A group of people who are descendants of the enslaved Black people who built St. Louis University are calling for reparations on behalf of their ancestors, PBS Newshour reports.
Democratic State Sen. Karla May along with descendants of the enslaved and economist Julianne Malveaux announced on Thursday (Feb. 8) that the wealth acquired amassed from stolen labor, and the construction of the university, “totaled between $361 million and $70-plus billion.”
Malveaux noted the number was reached after calculating “labor for 24 hours per day, 365 days per year for 70 enslaved people from 1823-1865” plus compounding interest, Spectrum News reported.

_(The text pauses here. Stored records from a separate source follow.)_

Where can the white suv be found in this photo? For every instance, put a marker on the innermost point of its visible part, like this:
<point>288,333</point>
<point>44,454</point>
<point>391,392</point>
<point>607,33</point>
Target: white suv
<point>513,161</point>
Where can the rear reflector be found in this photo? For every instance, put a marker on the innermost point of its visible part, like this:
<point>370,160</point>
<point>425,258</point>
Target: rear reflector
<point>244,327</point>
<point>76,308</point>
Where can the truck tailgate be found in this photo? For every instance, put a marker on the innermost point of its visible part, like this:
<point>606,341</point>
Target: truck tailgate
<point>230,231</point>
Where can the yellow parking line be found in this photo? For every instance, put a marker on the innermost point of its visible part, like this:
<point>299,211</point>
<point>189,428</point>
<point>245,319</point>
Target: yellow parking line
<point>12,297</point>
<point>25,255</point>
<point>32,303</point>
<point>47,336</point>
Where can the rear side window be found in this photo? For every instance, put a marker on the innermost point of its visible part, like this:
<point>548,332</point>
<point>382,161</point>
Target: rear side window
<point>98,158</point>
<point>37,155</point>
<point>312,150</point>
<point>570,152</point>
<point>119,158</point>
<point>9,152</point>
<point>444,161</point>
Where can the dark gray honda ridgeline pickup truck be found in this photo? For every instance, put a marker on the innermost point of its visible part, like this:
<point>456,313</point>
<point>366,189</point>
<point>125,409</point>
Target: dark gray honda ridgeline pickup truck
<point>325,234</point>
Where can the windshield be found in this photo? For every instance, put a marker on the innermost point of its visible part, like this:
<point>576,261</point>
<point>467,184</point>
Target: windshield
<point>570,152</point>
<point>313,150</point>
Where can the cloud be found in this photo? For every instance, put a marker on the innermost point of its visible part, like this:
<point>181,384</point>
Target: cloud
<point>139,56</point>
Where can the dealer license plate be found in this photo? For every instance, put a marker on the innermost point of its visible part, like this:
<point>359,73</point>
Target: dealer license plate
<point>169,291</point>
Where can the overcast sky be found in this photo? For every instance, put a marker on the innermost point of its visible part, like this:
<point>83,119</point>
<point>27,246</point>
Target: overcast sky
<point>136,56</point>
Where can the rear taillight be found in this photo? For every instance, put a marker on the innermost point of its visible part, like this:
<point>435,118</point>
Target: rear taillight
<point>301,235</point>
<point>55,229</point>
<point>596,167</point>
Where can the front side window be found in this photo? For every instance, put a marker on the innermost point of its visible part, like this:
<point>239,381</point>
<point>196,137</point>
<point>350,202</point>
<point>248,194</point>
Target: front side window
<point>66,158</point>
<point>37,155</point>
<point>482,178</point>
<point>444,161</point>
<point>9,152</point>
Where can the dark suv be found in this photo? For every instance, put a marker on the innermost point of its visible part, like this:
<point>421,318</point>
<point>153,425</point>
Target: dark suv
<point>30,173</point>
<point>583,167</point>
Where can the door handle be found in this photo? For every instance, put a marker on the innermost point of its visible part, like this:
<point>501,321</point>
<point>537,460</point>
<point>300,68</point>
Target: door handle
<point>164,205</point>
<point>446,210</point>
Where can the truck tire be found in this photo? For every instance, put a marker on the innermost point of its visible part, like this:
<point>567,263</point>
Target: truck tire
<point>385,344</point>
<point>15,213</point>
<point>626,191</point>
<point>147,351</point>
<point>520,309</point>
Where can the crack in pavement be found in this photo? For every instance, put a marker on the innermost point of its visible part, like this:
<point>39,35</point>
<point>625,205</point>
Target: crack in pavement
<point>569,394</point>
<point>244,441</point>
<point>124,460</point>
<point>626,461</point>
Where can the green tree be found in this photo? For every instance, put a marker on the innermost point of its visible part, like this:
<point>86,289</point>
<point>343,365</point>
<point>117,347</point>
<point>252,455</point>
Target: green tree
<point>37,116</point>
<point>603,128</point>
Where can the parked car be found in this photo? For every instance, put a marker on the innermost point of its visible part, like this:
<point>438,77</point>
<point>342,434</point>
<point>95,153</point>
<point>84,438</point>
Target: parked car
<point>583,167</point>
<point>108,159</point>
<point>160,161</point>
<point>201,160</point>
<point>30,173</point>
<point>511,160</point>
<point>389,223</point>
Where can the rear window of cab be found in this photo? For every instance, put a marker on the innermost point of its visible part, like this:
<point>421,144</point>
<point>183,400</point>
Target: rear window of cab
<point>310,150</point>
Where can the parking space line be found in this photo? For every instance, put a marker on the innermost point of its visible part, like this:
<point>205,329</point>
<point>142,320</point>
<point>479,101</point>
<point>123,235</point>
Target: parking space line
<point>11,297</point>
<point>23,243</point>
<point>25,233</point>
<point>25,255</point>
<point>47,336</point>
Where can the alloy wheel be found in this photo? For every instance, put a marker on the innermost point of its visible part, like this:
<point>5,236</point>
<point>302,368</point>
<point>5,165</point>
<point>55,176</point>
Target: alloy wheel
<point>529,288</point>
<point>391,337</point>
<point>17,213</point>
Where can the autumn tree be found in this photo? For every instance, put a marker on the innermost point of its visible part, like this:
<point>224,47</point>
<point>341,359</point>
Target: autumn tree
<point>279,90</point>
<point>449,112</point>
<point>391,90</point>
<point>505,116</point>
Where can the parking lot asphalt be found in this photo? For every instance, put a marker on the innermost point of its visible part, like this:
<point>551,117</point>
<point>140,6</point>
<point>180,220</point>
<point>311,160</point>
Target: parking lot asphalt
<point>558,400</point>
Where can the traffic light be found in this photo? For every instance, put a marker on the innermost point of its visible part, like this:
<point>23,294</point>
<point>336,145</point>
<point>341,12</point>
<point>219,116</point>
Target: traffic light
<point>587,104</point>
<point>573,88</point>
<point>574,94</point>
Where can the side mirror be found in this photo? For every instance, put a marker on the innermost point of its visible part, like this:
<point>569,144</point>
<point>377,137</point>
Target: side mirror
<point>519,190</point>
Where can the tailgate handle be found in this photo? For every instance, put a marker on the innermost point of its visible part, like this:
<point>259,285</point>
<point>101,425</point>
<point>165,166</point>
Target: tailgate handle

“The calculations that we came up with and the method that we used are time-honored methods,” Malveaux said. “The university, quite frankly, is overdue, negligent and wrong.”
Areva Martin, the legal counsel who’s representing more than 200 descendants of Henrietta Mills and Charles Chauvin, sent a letter to St. Louis University President Fred Pestello that although the institution has “taken steps to recognize and memorialize its history through the Slavery, History, Memory, and Reconciliation Project (SHMRP),” there is much more that has to be done to right the historical wrongs that were done to Black people.
“While St. Louis University’s acknowledgment of its history has been a welcome demonstration of forthrightness, acknowledgments do not make my clients whole,” Martin’s statement read. “I look forward to working with university leadership to come up with a plan to compensate the descendants for what they are rightfully owed.”
Robin Proudie, the executive director and founder of Descendants of the St. Louis University Enslaved, and a descendant of Mills has dedicated her life to discovering the truth of her family’s history. In her research, she found that Mills at 16 years old married 20-year-old Chauvin on June 28, 1860. They are both listed as, “slaves of St Louis University.”
At the press conference on Thursday, Proudie said that progress has been slow for the university to “reconcile with its past.”
“Our ancestors deserve to be taken from the darkness and brought into the light,” Proudie said, adding they are to take a ‘stand for our ancestors’ because ‘They were not some nameless souls.”
Aside from never properly compensating the enslaved for their labor, the university has yet to pay tribute to their work on campus.
“St. Louis University has a chance to do something positive by properly acknowledging the tragic history,” May argued. “The beginning of trying to make this right is saying the names of the enslaved so that we may never forget them.”
Clayton Berry, a spokesperson of St. Louis University said the school could not respond as they are still gathering the information about the event.
“At this point, we can affirm that we understand and share the sense of urgency expressed by several members of the descendant community,” Berry said, as the university’s role in slavery is “a grave sin.”
“We acknowledge that progress on our efforts to reconcile with this shameful history has been slow, and we regret the hurt and frustration this has caused,” he added.
Since its founding in 1540, The Society of Jesuits had benefited from enslaved labor across the world and was an active participant in slavery in the U.S. until it was abolished in 1865. The Catholic Order used enslaved Black people to construct their churches and schools in numerous states including Alabama, Pennsylvania, Kentucky, Louisiana, Maryland, Illinois Pennsylvania, and Kansas. S. Louis University, Georgetown University, and Spring Hill College all have direct ties to slavery
In 2021, The New York Times that Catholic priests pledged to raise $100 million to benefit “the descendants of the enslaved people it once owned and to promote racial reconciliation initiatives across the United States.”